The differences between Arrival and Ted Chiang's "Story of Your Life" are largely the kinds of changes one expects to see when a short story gets adapted into a big-budget sci-fi film -- the military angle gets pumped up, the aliens' names change from Flapper and Raspberry to Abbott and Costello, and there's more conventionally suspenseful sequences -- but most of the important details are there, albeit often explained in more technical terms. (Words like "glotto-graphic," "logogram," "semasiographic," and "ideogram" boggle the mind.) Even some of the movie's odd moments that might feel like Hollywood conventions -- like the awkward "Do you want to make a baby?" -- are straight from the text.
Obviously, a short story and a movie are two totally different art forms with separate narrative (and commercial) demands. The way the story subtly conveys shifts in time comes from verb tenses -- sentences like "I remember once we'll be driving to the mall to buy some new clothes for you" make the brain reel -- but the visual vocabulary of cinema can often be hazier and more impressionistic. Arrival is elliptical, which allows Villeneuve to toy with audience expectations in compelling ways.

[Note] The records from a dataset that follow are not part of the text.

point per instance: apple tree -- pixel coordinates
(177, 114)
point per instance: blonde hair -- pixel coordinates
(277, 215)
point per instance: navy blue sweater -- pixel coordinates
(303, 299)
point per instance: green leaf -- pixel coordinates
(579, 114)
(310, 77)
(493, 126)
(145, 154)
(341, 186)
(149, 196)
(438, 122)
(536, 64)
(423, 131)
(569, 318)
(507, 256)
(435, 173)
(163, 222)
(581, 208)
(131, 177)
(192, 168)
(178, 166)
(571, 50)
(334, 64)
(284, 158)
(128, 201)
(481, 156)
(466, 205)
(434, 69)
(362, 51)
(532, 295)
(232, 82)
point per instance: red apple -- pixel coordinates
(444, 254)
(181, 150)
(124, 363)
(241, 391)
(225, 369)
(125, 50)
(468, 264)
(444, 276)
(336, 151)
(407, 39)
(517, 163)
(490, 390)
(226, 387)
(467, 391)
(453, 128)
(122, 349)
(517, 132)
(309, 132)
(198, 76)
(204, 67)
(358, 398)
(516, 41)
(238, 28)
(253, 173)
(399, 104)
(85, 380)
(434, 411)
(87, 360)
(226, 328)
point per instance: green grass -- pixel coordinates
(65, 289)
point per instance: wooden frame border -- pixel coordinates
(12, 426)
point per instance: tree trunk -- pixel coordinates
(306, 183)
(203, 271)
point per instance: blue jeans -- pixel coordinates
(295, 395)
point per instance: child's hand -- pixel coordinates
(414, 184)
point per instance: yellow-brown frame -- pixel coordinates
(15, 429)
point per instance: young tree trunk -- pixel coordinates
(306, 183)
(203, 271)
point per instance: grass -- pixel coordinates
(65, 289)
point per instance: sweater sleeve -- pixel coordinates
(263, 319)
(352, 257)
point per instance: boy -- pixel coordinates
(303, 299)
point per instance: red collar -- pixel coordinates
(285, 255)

Through decades of watching movies, we've all internalized certain ideas about what a "flashback" or a "flash-forward" (or, in the case of Lost, a "flash-sideways") looks like, but clever filmmakers have long played with our sense of time, destabilizing viewers by using editing, music, and voice-over to tell non-linear stories. Think of Terrence Malick's Tree of Life, Shane Carruth's Upstream Color, Michel Gondry's Eternal Sunshine of the Spotless Mind, or Christopher Nolan's many po-faced puzzle films.
I currently spend a lot of my time thinking about HBO's Westworld, which appears to be building to a finale that will involve a similarly time-bending reveal, but, sitting in the theater watching Arrival, I admired the specifically cinematic elegance of Arrival 's big twist. It's perfectly scaled to its brisk two-hour run time. It's not a launch pad for a potential series -- it's a movie. A very good one.

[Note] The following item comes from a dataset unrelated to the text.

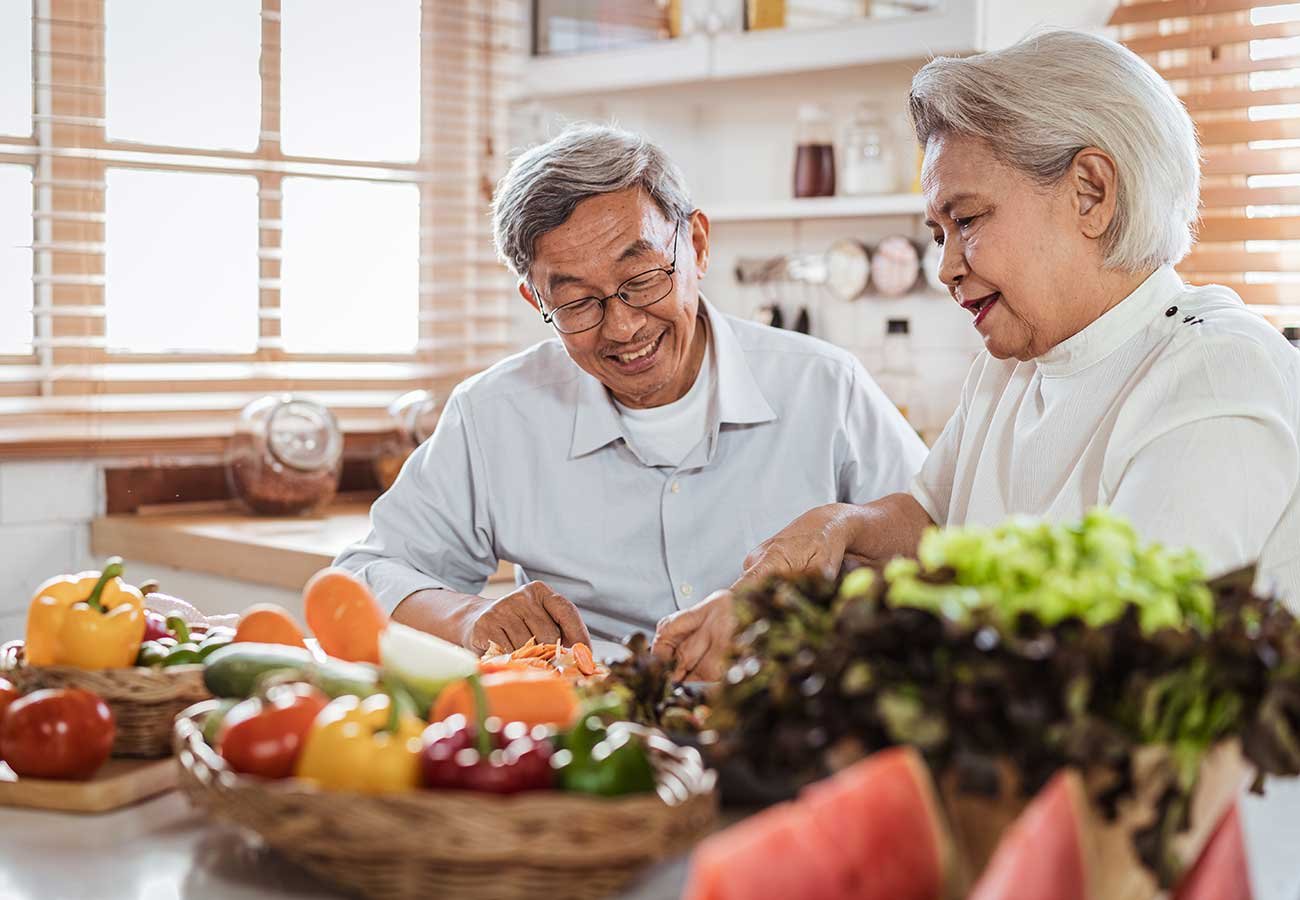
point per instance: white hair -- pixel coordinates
(1038, 103)
(545, 184)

Whoa -- so what does it all mean?
On the surface, the ending of Arrival appears to preach a type of determinism you often see in stories about time travel: There's only one set path, and free will is a myth. It can feel bleak, especially if you are inclined to feel that your life (or your country) is heading down the wrong path at the moment. But the film also preaches a type of zen-like acceptance that speaks to larger truths: What's happening now has already happened and will happen again. Chronology is not the most important element of a story -- or, to put it in broader terms, a life.
Of course, in his story, Chiang frames this in an even more poetic way: "Humans had developed a sequential mode of awareness, while heptapods had developed a simultaneous mode of awareness," he writes. "We experienced events in an order, and perceived their relationship as cause and effect. They experienced all events at once, and perceived a purpose underlying them all."

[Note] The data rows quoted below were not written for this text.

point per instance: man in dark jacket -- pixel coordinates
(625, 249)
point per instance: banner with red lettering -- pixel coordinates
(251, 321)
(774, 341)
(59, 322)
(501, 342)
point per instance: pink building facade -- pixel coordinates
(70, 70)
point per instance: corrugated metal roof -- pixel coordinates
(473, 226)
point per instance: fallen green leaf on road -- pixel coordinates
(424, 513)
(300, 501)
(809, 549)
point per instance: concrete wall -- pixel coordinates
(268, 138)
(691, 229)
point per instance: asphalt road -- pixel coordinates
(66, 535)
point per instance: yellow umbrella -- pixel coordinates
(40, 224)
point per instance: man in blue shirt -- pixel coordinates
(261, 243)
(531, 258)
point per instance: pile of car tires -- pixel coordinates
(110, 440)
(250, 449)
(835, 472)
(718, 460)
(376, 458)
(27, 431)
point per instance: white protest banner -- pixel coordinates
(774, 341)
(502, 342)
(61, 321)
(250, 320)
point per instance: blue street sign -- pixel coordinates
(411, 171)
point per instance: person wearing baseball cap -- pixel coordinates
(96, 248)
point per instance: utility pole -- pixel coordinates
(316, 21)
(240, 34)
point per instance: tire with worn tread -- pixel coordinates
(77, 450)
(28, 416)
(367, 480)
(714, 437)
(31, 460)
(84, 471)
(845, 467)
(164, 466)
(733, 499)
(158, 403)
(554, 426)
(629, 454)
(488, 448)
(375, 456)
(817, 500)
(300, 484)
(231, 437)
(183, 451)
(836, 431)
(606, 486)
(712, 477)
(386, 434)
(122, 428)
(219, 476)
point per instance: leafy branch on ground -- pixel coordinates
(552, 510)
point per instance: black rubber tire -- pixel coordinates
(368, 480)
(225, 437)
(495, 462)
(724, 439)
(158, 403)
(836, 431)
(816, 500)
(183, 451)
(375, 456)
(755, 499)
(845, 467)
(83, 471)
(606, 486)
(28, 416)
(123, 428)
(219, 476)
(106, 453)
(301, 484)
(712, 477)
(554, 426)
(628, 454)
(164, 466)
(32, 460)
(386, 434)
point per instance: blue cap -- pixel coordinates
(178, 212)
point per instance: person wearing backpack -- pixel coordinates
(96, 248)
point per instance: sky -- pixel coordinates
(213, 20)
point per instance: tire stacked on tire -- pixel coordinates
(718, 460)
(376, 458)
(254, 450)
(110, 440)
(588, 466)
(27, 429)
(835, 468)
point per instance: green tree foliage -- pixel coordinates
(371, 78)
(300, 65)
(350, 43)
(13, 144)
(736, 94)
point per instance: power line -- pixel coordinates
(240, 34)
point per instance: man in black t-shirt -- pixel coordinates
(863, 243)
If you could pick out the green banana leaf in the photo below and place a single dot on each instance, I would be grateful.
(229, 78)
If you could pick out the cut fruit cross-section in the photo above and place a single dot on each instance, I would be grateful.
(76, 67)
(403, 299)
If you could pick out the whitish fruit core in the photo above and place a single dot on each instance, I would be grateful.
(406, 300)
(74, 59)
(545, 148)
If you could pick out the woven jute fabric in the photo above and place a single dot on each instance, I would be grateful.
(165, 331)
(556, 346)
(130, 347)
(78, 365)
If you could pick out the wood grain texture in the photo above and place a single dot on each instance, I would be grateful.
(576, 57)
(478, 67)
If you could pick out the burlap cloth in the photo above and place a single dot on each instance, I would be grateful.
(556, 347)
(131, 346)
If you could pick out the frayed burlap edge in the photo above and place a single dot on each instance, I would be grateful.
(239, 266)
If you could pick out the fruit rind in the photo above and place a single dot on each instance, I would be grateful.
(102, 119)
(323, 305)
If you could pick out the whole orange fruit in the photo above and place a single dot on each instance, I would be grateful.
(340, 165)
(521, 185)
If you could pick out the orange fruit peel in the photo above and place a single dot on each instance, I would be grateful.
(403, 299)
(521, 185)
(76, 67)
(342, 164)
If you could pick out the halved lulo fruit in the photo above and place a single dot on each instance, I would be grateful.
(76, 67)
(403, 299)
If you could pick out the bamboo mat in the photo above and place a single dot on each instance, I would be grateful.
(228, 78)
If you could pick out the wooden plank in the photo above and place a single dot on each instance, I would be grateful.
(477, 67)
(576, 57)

It's a radical way of thinking about time, but the same idea can be applied to science-fiction stories as well. Arrival will presumably take on a new meaning in its second viewing, but that doesn't mean it doesn't have value on first viewing too. Its value as an artistic experience is not necessarily dependent on experiencing it in a "sequential mode." Knowledge about the "twist" can only enhance your understanding of the film.
So, when your jackass friend says they already knew the twist was coming, tell them that they've missed the whole point of the movie. It doesn't matter if you have knowledge of the future -- true meaning is found in the experience. So shut up and watch the movie already.